You are viewing documentation for Cozystack next, which is currently in beta. For the latest stable version, see the v1.4 documentation.
Running VMs with GPU Passthrough
This section demonstrates how to deploy virtual machines (VMs) with GPU passthrough using Cozystack. First, we’ll deploy the GPU Operator to configure the worker node for GPU passthrough Then we will deploy a KubeVirt VM that requests a GPU.
By default, to provision a GPU Passthrough, the GPU Operator will deploy the following components:
- VFIO Manager to bind
vfio-pcidriver to all GPUs on the node. - Sandbox Device Plugin to discover and advertise the passthrough GPUs to kubelet.

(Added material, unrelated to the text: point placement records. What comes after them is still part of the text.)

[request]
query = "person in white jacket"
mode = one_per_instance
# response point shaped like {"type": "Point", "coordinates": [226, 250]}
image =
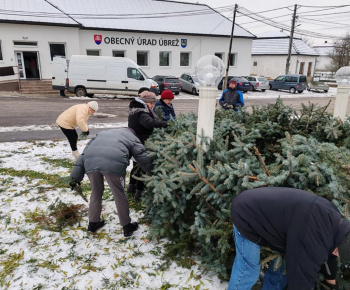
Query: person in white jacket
{"type": "Point", "coordinates": [76, 116]}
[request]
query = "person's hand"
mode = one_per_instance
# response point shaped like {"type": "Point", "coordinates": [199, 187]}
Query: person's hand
{"type": "Point", "coordinates": [83, 135]}
{"type": "Point", "coordinates": [73, 183]}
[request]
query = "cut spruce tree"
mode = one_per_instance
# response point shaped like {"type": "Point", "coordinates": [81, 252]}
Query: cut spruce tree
{"type": "Point", "coordinates": [189, 194]}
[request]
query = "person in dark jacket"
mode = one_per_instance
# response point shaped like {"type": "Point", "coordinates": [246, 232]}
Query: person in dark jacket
{"type": "Point", "coordinates": [306, 229]}
{"type": "Point", "coordinates": [107, 156]}
{"type": "Point", "coordinates": [142, 119]}
{"type": "Point", "coordinates": [231, 98]}
{"type": "Point", "coordinates": [164, 106]}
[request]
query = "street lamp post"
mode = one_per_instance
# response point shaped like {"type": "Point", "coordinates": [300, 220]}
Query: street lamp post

- Sandbox Validator to validate the other operands.
Prerequisites
- A Cozystack cluster with at least one GPU-enabled node.
- kubectl installed and cluster access credentials configured.
1. Install the GPU Operator
Follow these steps:
Label the worker node explicitly for GPU passthrough workloads:
kubectl label node <node-name> --overwrite nvidia.com/gpu.workload.config=vm-passthroughEnable the GPU Operator in your Platform Package by adding it to the enabled packages list:
kubectl patch packages.cozystack.io cozystack.cozystack-platform --type=json \ -p '[{"op": "add", "path": "/spec/components/platform/values/bundles/enabledPackages/-", "value": "cozystack.gpu-operator"}]'This will deploy the components (operands).
Ensure all pods are in a running state and all validations succeed with the sandbox-validator component:
kubectl get pods -n cozy-gpu-operatorExample output (your pod names may vary):
NAME READY STATUS RESTARTS AGE ... nvidia-sandbox-device-plugin-daemonset-4mxsc 1/1 Running 0 40s nvidia-sandbox-validator-vxj7t 1/1 Running 0 40s nvidia-vfio-manager-thfwf 1/1 Running 0 78s
To verify the GPU binding, access the node using kubectl node-shell -n cozy-system -x or kubectl debug node and run:
lspci -nnk -d 10de:
The vfio-manager pod will bind all GPUs on the node to the vfio-pci driver. Example output:
3b:00.0 3D controller [0302]: NVIDIA Corporation Device [10de:2236] (rev a1)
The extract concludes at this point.